I have donated gas three times to recreational divers in OOA situations and in 2 of the 3 the OOA diver (in both cases not my buddy) immediately went for my primary with none of the air share signals or other rubbish that goes out the window when someone really needs gas right now. In the third case, the diver was my buddy, was already heavily leaning toward technical diving, was quite calm and I saw him coming well in advance of his arrival so I had my primary in hand ready to hand off to him.
If you want to do realistic training, trail your buddy by about 20'-30' at a normal swimming pace. Leave your reg in your mouth, but simulate an OOA situation and try to swim down your buddy to get gas. Do it first with full lungs, then simulate the failure after you have completely exhaled. It will be an eye opener. When you arrive at your buddy, (assuming you do so before inhaling off your reg) let me now whether you bothered getting his attention, signalling an OOA, and waited for a response. I already know the answer to that one.

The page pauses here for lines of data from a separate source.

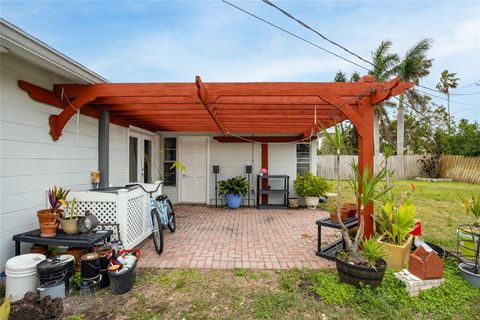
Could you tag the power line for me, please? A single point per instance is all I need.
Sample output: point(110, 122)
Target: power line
point(293, 34)
point(326, 50)
point(452, 94)
point(303, 24)
point(443, 98)
point(315, 31)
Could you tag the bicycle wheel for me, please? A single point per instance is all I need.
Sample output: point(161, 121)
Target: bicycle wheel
point(157, 231)
point(172, 222)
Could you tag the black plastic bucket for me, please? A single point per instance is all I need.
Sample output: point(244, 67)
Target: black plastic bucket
point(104, 262)
point(356, 275)
point(122, 282)
point(53, 271)
point(90, 266)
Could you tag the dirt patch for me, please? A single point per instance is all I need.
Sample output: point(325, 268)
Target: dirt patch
point(32, 307)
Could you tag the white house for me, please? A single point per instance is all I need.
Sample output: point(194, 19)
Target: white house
point(31, 161)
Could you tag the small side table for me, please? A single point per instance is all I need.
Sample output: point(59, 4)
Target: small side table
point(329, 251)
point(82, 240)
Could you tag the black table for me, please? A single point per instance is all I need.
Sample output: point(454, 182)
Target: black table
point(283, 191)
point(81, 240)
point(329, 251)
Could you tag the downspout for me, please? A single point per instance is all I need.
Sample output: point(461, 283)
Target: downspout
point(103, 147)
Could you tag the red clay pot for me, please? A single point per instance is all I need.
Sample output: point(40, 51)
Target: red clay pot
point(48, 230)
point(48, 216)
point(343, 214)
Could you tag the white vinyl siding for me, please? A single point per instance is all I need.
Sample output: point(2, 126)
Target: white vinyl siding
point(31, 161)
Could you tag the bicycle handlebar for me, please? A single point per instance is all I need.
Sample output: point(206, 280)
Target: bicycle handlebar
point(141, 186)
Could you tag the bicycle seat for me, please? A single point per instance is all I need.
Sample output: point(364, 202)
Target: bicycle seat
point(162, 197)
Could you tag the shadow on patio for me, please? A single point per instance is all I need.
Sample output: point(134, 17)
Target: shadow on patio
point(244, 238)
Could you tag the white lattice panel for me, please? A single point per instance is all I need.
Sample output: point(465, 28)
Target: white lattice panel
point(129, 209)
point(106, 212)
point(136, 208)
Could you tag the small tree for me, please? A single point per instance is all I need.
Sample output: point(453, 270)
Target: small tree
point(363, 184)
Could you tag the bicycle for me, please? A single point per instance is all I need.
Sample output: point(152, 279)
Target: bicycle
point(162, 214)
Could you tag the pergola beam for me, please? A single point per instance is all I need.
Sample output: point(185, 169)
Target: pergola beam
point(203, 97)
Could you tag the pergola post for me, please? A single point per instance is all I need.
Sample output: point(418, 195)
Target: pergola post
point(366, 154)
point(103, 147)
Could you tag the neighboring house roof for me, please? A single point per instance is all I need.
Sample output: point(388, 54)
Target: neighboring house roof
point(17, 42)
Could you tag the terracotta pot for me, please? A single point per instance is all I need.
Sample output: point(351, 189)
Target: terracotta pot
point(48, 230)
point(36, 248)
point(361, 275)
point(77, 253)
point(343, 214)
point(352, 208)
point(398, 255)
point(47, 216)
point(69, 226)
point(293, 203)
point(312, 202)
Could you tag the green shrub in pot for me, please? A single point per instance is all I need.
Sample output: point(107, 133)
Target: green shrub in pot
point(233, 189)
point(395, 221)
point(311, 187)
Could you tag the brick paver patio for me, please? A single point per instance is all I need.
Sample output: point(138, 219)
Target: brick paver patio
point(244, 238)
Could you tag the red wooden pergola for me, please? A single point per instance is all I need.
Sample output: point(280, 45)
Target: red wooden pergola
point(231, 109)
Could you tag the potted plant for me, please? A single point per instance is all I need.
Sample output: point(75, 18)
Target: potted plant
point(233, 189)
point(70, 224)
point(468, 242)
point(395, 222)
point(49, 217)
point(361, 262)
point(311, 187)
point(49, 229)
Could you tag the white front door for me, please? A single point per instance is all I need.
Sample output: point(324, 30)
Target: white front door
point(140, 151)
point(193, 154)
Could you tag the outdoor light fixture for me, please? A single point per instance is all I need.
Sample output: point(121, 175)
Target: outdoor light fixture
point(4, 49)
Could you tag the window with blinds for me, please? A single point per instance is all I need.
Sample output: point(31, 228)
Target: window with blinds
point(303, 158)
point(170, 156)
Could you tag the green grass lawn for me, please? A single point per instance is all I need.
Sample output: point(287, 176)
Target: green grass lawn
point(286, 294)
point(437, 207)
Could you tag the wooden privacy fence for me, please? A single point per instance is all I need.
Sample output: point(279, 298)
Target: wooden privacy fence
point(460, 168)
point(405, 167)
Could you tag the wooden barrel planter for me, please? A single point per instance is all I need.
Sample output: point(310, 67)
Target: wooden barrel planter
point(356, 275)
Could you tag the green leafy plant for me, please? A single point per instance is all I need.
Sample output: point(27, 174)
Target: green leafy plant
point(365, 187)
point(472, 205)
point(72, 208)
point(372, 251)
point(237, 186)
point(396, 221)
point(310, 185)
point(55, 195)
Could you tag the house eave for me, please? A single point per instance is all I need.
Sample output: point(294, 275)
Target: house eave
point(21, 44)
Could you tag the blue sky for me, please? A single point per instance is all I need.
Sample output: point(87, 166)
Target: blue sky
point(154, 41)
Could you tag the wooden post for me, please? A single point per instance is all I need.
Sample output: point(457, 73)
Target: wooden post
point(265, 165)
point(366, 154)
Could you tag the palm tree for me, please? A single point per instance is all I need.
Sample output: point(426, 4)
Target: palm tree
point(447, 81)
point(340, 77)
point(413, 67)
point(385, 63)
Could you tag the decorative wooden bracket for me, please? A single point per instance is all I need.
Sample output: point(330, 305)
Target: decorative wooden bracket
point(57, 122)
point(203, 97)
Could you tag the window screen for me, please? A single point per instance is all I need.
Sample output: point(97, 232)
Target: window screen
point(303, 158)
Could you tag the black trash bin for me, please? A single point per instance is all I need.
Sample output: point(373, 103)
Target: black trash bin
point(122, 282)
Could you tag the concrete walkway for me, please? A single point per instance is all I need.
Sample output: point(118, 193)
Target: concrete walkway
point(243, 238)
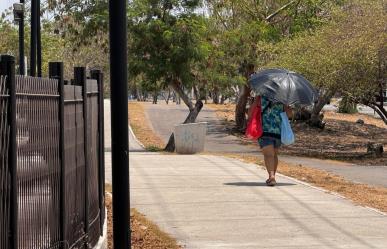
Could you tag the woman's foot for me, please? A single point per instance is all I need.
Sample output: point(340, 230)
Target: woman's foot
point(271, 182)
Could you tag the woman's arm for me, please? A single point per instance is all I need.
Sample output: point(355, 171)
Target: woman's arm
point(254, 104)
point(289, 111)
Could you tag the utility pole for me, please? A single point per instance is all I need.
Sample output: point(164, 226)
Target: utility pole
point(119, 121)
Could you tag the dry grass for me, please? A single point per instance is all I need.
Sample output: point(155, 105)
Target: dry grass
point(342, 138)
point(354, 117)
point(224, 112)
point(144, 235)
point(361, 194)
point(141, 128)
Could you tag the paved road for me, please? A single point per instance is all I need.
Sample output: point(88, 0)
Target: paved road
point(163, 117)
point(215, 202)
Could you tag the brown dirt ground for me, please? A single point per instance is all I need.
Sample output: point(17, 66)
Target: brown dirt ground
point(142, 129)
point(342, 139)
point(144, 235)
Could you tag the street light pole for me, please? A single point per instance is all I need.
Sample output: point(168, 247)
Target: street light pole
point(119, 122)
point(34, 22)
point(22, 70)
point(18, 15)
point(39, 39)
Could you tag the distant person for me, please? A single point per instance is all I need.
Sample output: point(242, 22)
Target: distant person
point(270, 141)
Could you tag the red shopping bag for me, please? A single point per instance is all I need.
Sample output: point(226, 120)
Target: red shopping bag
point(254, 127)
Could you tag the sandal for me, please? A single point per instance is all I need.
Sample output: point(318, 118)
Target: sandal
point(271, 182)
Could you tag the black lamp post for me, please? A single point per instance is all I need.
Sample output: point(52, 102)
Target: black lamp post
point(34, 37)
point(36, 50)
point(119, 118)
point(18, 14)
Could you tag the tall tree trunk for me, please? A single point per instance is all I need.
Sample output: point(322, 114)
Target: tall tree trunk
point(316, 117)
point(215, 97)
point(380, 110)
point(240, 109)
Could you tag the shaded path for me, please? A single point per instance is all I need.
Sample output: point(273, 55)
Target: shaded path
point(163, 117)
point(216, 202)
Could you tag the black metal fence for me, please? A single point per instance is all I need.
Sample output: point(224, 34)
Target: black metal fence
point(51, 159)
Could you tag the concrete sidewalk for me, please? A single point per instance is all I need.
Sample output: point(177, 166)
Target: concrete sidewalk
point(216, 202)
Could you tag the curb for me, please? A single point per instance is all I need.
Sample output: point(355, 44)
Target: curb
point(102, 242)
point(322, 190)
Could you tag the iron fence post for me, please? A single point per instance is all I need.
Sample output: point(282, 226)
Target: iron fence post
point(80, 79)
point(55, 71)
point(98, 75)
point(7, 67)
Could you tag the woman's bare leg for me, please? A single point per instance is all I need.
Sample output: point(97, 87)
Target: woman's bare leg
point(269, 157)
point(275, 160)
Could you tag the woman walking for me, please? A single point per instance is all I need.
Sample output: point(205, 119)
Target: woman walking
point(270, 141)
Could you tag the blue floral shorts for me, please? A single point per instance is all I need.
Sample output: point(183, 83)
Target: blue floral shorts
point(265, 141)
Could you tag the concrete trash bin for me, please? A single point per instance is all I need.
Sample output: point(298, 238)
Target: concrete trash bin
point(190, 138)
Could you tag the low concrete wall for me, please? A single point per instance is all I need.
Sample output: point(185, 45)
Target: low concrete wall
point(190, 138)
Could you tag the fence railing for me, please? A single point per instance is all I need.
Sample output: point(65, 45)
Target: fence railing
point(51, 159)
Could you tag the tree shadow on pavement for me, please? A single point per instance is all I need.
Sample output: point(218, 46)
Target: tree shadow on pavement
point(256, 184)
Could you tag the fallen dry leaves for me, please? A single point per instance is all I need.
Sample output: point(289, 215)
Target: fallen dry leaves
point(144, 235)
point(141, 127)
point(342, 138)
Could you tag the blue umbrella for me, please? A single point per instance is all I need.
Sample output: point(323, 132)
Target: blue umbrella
point(283, 86)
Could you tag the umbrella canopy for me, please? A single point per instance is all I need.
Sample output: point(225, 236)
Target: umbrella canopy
point(283, 86)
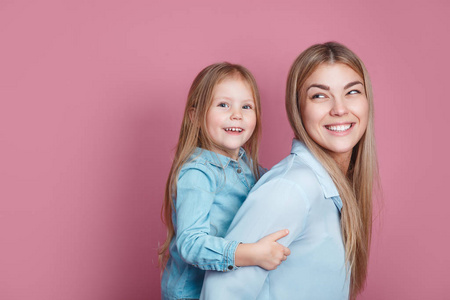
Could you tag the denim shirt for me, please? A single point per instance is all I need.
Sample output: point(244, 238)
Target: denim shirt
point(297, 194)
point(210, 190)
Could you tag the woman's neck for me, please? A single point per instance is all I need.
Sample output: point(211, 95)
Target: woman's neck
point(342, 159)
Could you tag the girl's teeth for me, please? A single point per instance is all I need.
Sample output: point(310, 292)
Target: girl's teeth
point(233, 129)
point(339, 128)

The point being that introducing an Air2 into the OOA situation is going to be a moot issue. The odds are good the OOA buddy will go for your primary, and if you are really on top of the situation and see your buddy coming, you will hand your buddy your primary anyway (since primary donation goes hand in hand with using an Air 2). In either case, the buddy will NOT be looking for your octo.
Again, if you want to train realistically, unclip your octo and then have your buddy come borrow some gas sometime during the dive. Odds are the octo will end up back by your tank tank or in some other dififcult to locate place - where it will tend to end up if it comes unclipped during the dive. There is a chance that you will end up snatching your primary back (warn your buddy in advance) or you will end up going for his octo, especially if you combine that with your buddy taking your primary just after you exhaled. At a minimum, it will make you a believer in an easy to find octo - either a bungeed octo or an Air 2.
...I had to have a longer hose attached to my AIRII...
...I have had problems with free flows and slow leaks from the AIR II. This got annoying enough that I wound up doing one dive on the AIRII so I was not "wasting" the air or having to listen to it bubbling. By the end of the dive (90 minutes) my jaw was awful sore because of the bulk of the AIRII and the cumbersome nature of it being attached to the inflator hose. My neck was sore from having to cant my head to the side to breath off the AIR II.
I agree with you that an Air 2 works best with a slightly longer than normal corrogated inflator hose.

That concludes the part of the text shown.